Looking for a foreclosure or REO property in ?

What is an REO?

REO is Real Estate Owned. These are properties which have completed the foreclosure process and are currently held by the bank or mortgage company. This is not the same as a property up for foreclosure auction. If you buy a property during a foreclosure sale, you must pay at least the loan balance plus any interest and other fees accumulated during the foreclosure process. The buyer must also be prepared to pay with cash in hand. And on top of all that, you'll accept the property totally as is. That possibly will include current liens and even current denizens that need to be removed.

A REO, by contrast, is a much neater and attractive deal. The REO property didn't find a buyer during foreclosure auction. The bank now owns it. The bank will attend to the removal of tax liens, evict occupants if needed and generally organize for the issuance of a title insurance policy to the buyer at closing. You should be aware that REOs may be exempt from typical disclosure requirements. For example, in California, banks do not have to give a Transfer Disclosure Statement, a document that normally requires sellers to make known any defects of which they are aware.

Are REO's a bargain in Tucumcari?

It is commonly presume that any REO must be a good deal and an possibility for easy money. This simply isn't true. You have to be cautious about buying a REO if your intent is to make money off of it. While it's true that the bank is usually anxious to sell it promptly, they are also strongly motivated to get as much as they can for it. When considering the value of a REO, you need to look closely at comparable sales in the neighborhood and be sure to take into account the time and cost of any repairs or remodeling needed to prepare the house for resale. It is possible to find REOs with money-making potential, and many people do very well buying and selling foreclosures.
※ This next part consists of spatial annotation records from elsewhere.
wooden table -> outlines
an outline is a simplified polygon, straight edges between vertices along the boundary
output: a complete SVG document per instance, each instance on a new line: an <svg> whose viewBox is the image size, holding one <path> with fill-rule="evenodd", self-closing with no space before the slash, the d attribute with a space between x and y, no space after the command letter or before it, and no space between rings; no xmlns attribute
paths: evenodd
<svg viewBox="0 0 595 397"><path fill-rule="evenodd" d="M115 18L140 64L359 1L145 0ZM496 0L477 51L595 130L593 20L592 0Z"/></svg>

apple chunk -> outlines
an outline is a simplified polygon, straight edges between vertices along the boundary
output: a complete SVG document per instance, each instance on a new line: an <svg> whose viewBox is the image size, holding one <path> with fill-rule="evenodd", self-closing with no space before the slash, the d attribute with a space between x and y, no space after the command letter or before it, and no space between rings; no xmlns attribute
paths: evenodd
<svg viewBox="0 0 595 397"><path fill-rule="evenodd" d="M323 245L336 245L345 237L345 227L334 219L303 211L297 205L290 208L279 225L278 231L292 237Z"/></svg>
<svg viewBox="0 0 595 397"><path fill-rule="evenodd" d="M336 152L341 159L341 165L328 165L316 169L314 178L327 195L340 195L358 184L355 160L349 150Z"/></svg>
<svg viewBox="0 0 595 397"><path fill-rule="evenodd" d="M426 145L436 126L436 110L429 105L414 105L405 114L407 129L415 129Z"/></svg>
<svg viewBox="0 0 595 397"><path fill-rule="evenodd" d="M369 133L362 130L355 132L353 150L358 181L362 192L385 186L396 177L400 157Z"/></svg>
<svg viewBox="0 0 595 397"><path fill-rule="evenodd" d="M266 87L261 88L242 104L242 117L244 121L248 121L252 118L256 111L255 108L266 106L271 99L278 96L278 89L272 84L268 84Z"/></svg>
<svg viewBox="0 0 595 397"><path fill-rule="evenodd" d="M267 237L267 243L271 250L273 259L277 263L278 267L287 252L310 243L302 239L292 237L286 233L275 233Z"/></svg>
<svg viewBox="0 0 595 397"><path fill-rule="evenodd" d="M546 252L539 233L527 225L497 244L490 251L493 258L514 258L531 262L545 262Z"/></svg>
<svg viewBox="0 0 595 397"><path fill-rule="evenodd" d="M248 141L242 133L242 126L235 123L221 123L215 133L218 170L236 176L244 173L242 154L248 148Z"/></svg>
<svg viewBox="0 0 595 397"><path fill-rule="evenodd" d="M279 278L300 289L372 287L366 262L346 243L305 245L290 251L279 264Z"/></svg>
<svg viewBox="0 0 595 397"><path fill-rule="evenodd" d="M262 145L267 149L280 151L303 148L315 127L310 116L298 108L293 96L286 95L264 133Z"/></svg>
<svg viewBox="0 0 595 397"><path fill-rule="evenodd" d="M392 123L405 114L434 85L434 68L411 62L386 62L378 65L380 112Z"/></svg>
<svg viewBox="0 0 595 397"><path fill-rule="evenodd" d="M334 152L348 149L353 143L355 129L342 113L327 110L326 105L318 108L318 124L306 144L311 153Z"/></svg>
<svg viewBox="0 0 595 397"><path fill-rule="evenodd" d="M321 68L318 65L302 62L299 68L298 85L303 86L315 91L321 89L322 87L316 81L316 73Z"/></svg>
However there are also many REO's that are not good buys and may lose money.

All set to make an offer?

Most banks have a REO department that you'll work with in buying a REO property from them. Commonly the REO department will use a listing agent to get their REO properties listed on the local MLS. Before making your offer, you'll want to contact either the listing agent or REO department at the bank and learn as much as you can about what they know regarding the condition of the property and what their process is for getting offers. Since banks usually sell REO properties "as is", you may want to include an inspection contingency in your offer that gives you time to check for unknown damage and withdraw the offer if you find it.

As with making any offer on real estate, providing documentation of your ability to pay may make your offer more attractive, such as a pre-approval letter from a lender. After you've submitted your offer, you can expect the bank to respond with a counter offer. Then it will be up to you to decide whether to accept their counter, or offer a counter to the counter offer. Understand, you'll be working with a process that usually involves a group of people at the bank, and they don't work evenings or weekends. It's not unusual for the process of offers and counter offers to take days or even weeks.